Many years earlier, he had completed a study of the genus Rosa, which had been published in the Transactions of the Linnean Society in 1818 under the title Synopsis of the British Species of Rosa and established Woods' reputation as a systematic botanist. leaving architecture to one side, he was now able to devote himself more fully to botany and his botanical notes, made during his Continental and British travels, were published in the Companion to the Botanical Magazine in 1835 and in 1836, and in successive volumes of The Phytologist beginning in 1843.

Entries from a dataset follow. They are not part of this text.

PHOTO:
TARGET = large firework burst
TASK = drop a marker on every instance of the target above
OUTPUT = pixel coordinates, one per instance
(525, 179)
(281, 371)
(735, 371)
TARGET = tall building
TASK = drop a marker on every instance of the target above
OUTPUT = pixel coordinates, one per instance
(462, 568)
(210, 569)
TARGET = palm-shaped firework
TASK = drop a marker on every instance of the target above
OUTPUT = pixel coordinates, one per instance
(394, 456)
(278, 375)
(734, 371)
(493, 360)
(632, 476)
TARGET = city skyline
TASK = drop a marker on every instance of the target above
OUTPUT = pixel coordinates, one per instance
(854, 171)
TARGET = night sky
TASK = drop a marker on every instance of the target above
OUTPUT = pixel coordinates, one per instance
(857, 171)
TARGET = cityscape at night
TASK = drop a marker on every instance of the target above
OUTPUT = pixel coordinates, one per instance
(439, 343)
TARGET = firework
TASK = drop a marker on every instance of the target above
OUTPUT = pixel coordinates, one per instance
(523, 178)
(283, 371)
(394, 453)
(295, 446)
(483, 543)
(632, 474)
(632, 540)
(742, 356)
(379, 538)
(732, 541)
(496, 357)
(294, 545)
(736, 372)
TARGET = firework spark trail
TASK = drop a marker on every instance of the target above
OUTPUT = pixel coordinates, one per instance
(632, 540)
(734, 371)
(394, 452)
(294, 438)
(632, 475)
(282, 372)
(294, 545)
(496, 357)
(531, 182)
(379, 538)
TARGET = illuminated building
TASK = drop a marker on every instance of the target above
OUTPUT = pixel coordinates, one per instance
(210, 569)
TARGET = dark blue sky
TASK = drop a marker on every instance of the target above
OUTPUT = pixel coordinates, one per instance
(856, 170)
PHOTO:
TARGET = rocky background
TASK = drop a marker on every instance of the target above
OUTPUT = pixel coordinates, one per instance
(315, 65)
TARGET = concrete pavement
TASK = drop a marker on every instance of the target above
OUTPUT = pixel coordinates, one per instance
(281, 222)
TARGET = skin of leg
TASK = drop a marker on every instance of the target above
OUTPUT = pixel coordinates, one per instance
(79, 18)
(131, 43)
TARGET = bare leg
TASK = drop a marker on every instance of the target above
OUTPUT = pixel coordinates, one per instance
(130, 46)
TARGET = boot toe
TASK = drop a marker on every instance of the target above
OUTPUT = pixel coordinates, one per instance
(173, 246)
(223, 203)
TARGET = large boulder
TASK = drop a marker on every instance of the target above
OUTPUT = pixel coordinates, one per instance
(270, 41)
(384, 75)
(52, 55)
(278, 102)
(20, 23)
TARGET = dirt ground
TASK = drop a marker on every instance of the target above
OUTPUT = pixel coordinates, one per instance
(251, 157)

In 1850 he published The Tourist's Flora: a descriptive catalogue of the flowering plants and ferns of the British Islands, France, Germany, Switzerland, Italy, and the Italian islands, drawing further on his many field excursions in Europe and the British Isles.

A genus of fern, Woodsia, is named in his honour.

==Extended family==
Joseph Woods's uncles and aunts, on his mother's side, included:

- Samuel Hoare Jr (1751-1825), banker and abolitionist;
- Jonathan Hoare (1752-1819), merchant of Throgmorton Street, partner in Gurnell, Hoare & Co., who built Clissold House and then ran into financial difficulties; and
- Grizell Hoare (1757-1835), who as a wealthy 72-year-old widow of Wilson Birkbeck married William Allen, pharmacist, philanthropist and abolitionist, with whom she founded Newington Academy for Girls in 1824.